A GUIDE compiled for a visit by the board to Blackburn’s ROF factory in 1957 provides us with a fascinating glimpse inside the secret world of what was once one of Blackburn’s largest employers.

The booklet features a number of great photos of the various departments and processes which were undertaken at the factory off Roman Road.

Former ROF employee Michael Albin shared the booklet with Looking Back.Michael started work with the Royal Ordinance Factory as an apprentice in 1975 and work there until it closed in 2002.

The presentation booklet - marked ‘secret’ on the front cover - was published for a visit by board members on June 24, 1957.

The dignitaries were given a tour of the factory which produced fuses and arming mechanisms for shells and later missiles which were used in conflicts around the world.

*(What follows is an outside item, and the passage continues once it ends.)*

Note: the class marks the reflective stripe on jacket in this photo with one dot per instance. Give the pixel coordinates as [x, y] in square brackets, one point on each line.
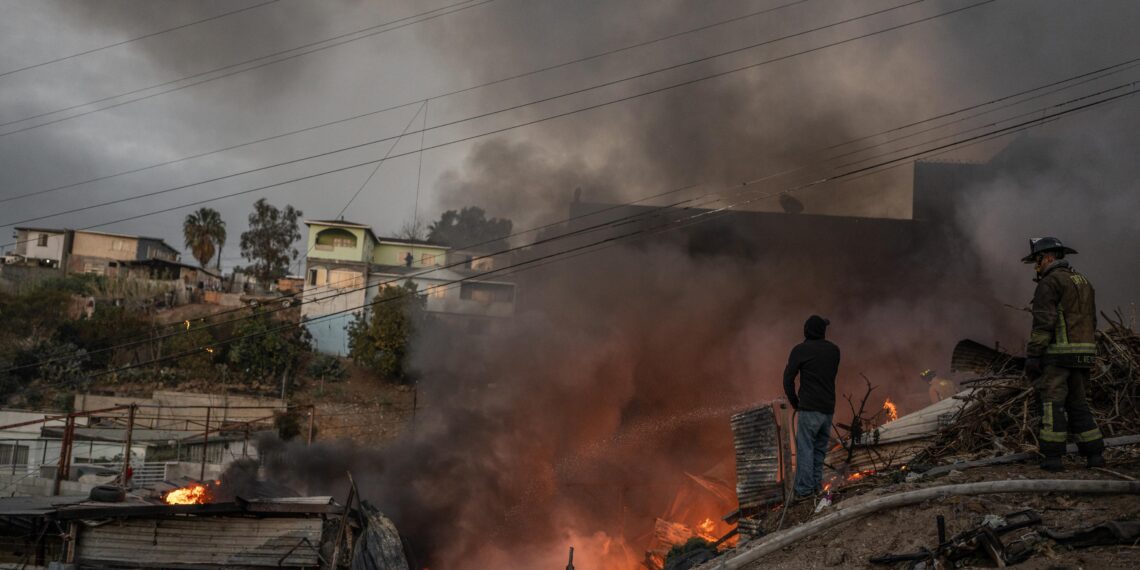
[1064, 318]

They were informed that the site was so large - 33 acres - that they would not be able to visit every department.

At the time of the visit, ROF employed 1,874 people (including its own police force of 15).

During the Second World War over 5,000 worked at ROF.

The brochure gives a fascinating snippet into life at ROF immediately after the war reporting that beyween 1946 and 1948 the factory produced over one million alarm clock movements before production once again switched back to the large-scale manufacture of mechanical fuses.

Women were a key to the factory’s prodigious output. During the war around 3,500 women worked there producing 15,000 fuses every week, working 50-hour weeks. Even by 1957, the workforce was predominantly female with over 700 of them on the production lines and more than 250 involved in inspecting completed orders.

The photos show the factory to be a combination of heavy industrial processes and delicate, precision engineering with row upon row of desks, each with their own task lighting as more and more electronics were introduced into the manufacturing process.

The quality of ROF’s work was renowned with the mechanisms being produced to tolerances of less than a thousandth of an inch.

The board were told that major changes had taken place between 1951 to 55 with an expansion and modernisation programme increasing production capacity by 50 per cent.